Butovo Polygon operated as a “special object,” which was code for secret execution site, from August 1937 to October 1938. During this time, nearly twenty-one thousand people, including clergy and common citizens, were killed and buried here.
Butovo Polygon remained shrouded in secrecy for the duration of the Soviet Union. The territory was taken over by the Russian Orthodox Church in 1995 as part of a broader effort to properly commemorate the many martyrs for the faith that died during Stalin’s Great Terror.
Today, Butovo Polygon is a historical monument and place for contemplation. Visitors unaware of the site’s history might initially mistake the well-kept grounds for a park, given the numerous walking paths, benches, and flowers.
Several raised mounds mark the mass graves that cross the territory. A small, red-roofed church stands near the gates. Two tall memorial crosses, one within the Polygon and one across the road near the Cathedral of the Holy New Martyrs and Confessors at Butovo, were transported to Moscow from Solovki Monastery. (Solovki Monastery was once one of the most infamous prison camps within the GULAG system and, like Butovo, is an important player in the movement to commemorate victims of political repression.)
Plans are currently underway to build a permanent memorial wall with the names of all 20,760 known victims buried at Butovo. The new memorial will replace the current one located along the back wall of the territory.
The groundbreaking ceremony for the new memorial wall occurred on August 8, 2015 – 78 years after the first mass shooting at Butovo Polygon. A video of the ceremony can be viewed below.
Commemorative events are held throughout the year both at the Polygon and across the road in the Cathedral of the Holy New Martyrs and Confessors at Butovo.

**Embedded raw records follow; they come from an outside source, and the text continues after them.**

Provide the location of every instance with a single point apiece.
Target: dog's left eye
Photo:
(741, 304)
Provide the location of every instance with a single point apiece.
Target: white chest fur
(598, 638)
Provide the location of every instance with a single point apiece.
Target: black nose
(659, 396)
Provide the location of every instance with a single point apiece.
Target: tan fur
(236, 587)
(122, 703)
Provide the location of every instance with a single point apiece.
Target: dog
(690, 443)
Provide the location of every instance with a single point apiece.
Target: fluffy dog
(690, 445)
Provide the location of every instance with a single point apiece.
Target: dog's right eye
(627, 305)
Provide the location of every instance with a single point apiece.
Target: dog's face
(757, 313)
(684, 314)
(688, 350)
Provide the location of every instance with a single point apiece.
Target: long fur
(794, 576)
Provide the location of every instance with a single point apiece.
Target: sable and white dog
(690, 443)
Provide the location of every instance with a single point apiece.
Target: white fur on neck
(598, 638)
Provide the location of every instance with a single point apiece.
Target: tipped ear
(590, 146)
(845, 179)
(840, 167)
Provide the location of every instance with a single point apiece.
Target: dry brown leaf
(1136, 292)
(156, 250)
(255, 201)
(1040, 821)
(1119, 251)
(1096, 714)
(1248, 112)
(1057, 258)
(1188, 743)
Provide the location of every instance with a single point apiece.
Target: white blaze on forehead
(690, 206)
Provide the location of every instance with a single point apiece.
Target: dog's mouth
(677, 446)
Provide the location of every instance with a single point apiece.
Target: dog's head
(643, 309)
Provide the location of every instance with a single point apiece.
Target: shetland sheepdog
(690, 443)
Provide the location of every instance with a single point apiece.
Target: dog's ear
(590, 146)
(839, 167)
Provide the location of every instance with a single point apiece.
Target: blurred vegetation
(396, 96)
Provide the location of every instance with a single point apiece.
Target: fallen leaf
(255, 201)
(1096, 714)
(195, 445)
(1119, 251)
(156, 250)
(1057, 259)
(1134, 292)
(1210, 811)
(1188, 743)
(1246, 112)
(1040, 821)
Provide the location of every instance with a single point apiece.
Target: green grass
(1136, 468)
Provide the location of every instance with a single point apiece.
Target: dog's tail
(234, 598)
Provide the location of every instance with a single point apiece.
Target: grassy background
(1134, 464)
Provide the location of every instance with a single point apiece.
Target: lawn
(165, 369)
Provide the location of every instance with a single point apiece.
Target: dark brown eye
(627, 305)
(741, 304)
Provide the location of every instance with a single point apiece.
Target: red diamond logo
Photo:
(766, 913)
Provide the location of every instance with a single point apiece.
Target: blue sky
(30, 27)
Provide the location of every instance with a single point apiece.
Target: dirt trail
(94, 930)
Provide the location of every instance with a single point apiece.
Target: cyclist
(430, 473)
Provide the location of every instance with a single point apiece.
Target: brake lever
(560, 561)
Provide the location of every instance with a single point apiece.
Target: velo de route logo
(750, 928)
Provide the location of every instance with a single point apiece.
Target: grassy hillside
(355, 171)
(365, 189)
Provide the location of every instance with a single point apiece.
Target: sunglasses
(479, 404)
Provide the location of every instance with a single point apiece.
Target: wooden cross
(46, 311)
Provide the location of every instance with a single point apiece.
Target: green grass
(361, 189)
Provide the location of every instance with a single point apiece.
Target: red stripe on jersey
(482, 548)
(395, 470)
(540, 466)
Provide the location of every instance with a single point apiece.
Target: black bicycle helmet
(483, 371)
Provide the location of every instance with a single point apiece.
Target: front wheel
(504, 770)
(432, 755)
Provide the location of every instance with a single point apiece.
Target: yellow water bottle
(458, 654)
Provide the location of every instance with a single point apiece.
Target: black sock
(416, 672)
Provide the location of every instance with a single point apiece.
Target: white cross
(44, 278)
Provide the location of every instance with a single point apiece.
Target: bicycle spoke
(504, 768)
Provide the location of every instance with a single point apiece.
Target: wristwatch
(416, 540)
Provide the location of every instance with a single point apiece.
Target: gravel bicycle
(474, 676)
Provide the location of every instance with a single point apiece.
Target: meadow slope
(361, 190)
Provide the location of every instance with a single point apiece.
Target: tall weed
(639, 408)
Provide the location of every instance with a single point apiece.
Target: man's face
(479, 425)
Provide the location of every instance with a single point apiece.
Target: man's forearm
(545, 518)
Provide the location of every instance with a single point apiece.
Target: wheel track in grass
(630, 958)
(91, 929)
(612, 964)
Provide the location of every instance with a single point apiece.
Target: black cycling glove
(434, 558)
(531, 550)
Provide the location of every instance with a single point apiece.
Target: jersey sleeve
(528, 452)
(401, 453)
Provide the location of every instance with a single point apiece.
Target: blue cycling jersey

Given its distance from the city center and the fact that it’s only open on weekends, Butovo Polygon is more difficult to visit than most other locations from the book. However, the following route served us reliably:
Take the Metro south on the gray line to the station Annino. After exiting the metro, find the nearby bus stops along Varshavskoe Shocce. Board bus 819 and ride seven stops until Novonikol’skoe. Cross the highway using the underground crosswalk and start walking east until you reach Berezovaya Alley, a narrow, tree-lined highway that runs southeast. Follow it directly to the entrance of Butovo Polygon. (Look for the tall white Cathedral on your right, and then take a left down the path.)